For the first time since he’d come into the room, he took his eyes off her and swept his gaze around the space, noting even in the moonlight the feminine lines of the little love seat tucked away in an alcove and the vase of flowers on a nearby table. And there were candles in various shapes and sizes on a carved cherry dresser and more on the small nightstand.

It wasn’t the way he would have imagined her room, but he thought it fit the woman he was coming to know—the woman who’d penned an action-adventure fantasy and buried it in a legendary stone arch.

“I have a plan.” Two plans, he thought, as he rose and began to light the tapered candles. One of them would have to wait a bit. The other wouldn’t.

“I’d say don’t keep me in suspense, but I’m guessing that you’re lighting the candles as a part of a plan to seduce me.”

“All that covert training wasted.” He found her CD player, selected an album and pressed a button. Debussey poured softly into the room. “I hope you won’t rat me out to Daryl. He’ll have me sent back to the farm for a brush-up course.”

“My lips are sealed.”

“And they’re lovely lips,” he said as he joined her on the bed again.

Surprise flickered in her eyes. “You don’t have to say that.”

No, he didn’t have to say it. More importantly, he hadn’t ever said it before. “Shhh.” He leaned forward, brushed his mouth over hers.
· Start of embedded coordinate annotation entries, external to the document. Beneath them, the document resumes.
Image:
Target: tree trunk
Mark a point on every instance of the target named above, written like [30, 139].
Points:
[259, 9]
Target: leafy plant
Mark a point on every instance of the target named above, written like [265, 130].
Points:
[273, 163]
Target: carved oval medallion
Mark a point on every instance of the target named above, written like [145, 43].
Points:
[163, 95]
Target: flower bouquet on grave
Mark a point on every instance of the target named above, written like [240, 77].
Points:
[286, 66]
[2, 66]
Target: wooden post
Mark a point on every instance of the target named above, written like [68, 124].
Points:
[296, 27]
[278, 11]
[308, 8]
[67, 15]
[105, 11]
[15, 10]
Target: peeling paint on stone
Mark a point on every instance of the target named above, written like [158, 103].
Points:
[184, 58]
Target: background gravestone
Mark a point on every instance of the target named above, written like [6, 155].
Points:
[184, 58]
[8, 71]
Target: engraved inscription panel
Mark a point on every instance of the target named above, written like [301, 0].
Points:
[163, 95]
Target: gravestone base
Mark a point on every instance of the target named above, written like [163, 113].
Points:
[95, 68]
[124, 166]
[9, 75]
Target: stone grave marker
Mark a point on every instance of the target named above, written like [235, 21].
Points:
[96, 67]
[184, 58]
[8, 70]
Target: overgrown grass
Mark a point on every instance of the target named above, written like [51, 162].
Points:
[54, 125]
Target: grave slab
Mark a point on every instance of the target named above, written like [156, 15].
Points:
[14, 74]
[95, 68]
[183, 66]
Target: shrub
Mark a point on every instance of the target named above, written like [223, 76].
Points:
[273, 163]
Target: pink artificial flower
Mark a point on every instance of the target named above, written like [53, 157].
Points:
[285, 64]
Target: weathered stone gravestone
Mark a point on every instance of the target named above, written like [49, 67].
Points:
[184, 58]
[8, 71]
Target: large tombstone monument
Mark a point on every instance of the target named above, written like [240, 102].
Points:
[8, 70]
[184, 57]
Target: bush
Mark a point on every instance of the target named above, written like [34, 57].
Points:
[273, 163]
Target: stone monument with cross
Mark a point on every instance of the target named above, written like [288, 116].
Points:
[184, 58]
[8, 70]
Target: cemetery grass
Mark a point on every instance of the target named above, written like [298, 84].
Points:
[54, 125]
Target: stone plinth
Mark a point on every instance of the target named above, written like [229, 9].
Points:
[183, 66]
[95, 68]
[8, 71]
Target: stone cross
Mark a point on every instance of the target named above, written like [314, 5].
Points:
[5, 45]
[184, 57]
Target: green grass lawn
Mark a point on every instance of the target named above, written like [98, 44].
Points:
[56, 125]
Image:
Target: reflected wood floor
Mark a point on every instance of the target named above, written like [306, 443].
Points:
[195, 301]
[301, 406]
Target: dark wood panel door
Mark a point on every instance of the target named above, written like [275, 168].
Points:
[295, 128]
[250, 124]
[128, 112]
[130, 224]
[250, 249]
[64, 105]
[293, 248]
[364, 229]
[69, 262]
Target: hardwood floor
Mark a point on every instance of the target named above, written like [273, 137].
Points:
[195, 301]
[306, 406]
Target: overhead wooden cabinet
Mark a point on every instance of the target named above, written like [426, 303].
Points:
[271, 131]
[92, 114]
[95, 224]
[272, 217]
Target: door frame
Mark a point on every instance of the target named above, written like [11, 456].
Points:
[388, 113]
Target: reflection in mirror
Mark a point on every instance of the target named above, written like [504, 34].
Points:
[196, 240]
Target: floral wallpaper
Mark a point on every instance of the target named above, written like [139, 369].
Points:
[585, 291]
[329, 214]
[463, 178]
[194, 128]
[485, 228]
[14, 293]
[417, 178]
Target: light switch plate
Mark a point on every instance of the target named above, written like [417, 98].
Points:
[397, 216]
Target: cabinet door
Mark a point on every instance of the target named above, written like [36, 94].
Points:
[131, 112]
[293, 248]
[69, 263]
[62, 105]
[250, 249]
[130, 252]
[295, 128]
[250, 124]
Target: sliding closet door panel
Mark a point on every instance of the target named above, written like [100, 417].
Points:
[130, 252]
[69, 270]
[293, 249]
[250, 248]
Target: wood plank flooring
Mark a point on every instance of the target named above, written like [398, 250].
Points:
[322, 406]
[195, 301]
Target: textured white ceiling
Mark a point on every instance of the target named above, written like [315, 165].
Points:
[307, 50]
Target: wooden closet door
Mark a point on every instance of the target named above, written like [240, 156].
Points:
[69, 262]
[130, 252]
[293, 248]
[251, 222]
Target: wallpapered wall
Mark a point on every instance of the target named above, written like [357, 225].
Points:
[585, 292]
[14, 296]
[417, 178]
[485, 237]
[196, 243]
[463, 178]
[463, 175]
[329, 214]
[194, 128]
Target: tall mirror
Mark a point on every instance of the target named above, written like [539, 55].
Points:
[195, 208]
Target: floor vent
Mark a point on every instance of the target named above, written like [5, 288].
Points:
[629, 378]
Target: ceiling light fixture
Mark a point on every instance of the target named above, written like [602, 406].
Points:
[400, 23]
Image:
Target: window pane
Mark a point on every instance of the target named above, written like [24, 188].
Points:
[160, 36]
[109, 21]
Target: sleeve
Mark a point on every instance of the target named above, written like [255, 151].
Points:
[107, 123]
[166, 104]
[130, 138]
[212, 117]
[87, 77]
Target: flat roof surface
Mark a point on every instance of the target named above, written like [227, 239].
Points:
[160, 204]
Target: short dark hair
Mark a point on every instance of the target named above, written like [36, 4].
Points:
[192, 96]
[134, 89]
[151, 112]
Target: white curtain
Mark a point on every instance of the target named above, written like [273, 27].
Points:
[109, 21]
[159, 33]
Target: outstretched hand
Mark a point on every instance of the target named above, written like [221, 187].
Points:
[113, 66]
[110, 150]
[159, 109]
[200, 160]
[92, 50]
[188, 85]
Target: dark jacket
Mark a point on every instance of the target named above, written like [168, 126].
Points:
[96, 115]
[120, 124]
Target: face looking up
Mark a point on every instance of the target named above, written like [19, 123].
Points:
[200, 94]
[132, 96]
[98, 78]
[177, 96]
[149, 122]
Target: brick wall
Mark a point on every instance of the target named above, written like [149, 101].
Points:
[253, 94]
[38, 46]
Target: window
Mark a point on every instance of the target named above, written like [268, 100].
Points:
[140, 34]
Words. He’d found them for other women. Why was he having problems finding them for her? Drawing back, he met her eyes. “Do you remember the day our parents married?”

“Of course, I do.”

“You were standing there on one side of the stone arch with your hand on Reid’s arm. Your dress was pale green and your curls…” He reached out to twine one of them around his finger. “They were all tumbled down like they are tonight, and there was a green ribbon the color of your eyes threaded through them.”

Adair stared at him. “You remember my hair and what I was wearing?”

“I remember everything about you. I couldn’t take my eyes off of you. And then you looked at me. Do you remember?”

All Adair could do was nod.

“My heart stopped.”

Hers was stopping now.

He dropped the curl and ran just the tips of his fingers along her jawline. “I wanted you in a way that I’d never wanted any woman before.”

The words weakened her so much that she could do nothing but stare at him.

“And I want you even more now.”

They sat on the bed, their faces close, their mouths only inches apart. But when he moved, it wasn’t to close the distance. Instead he rose and began to take off his shirt.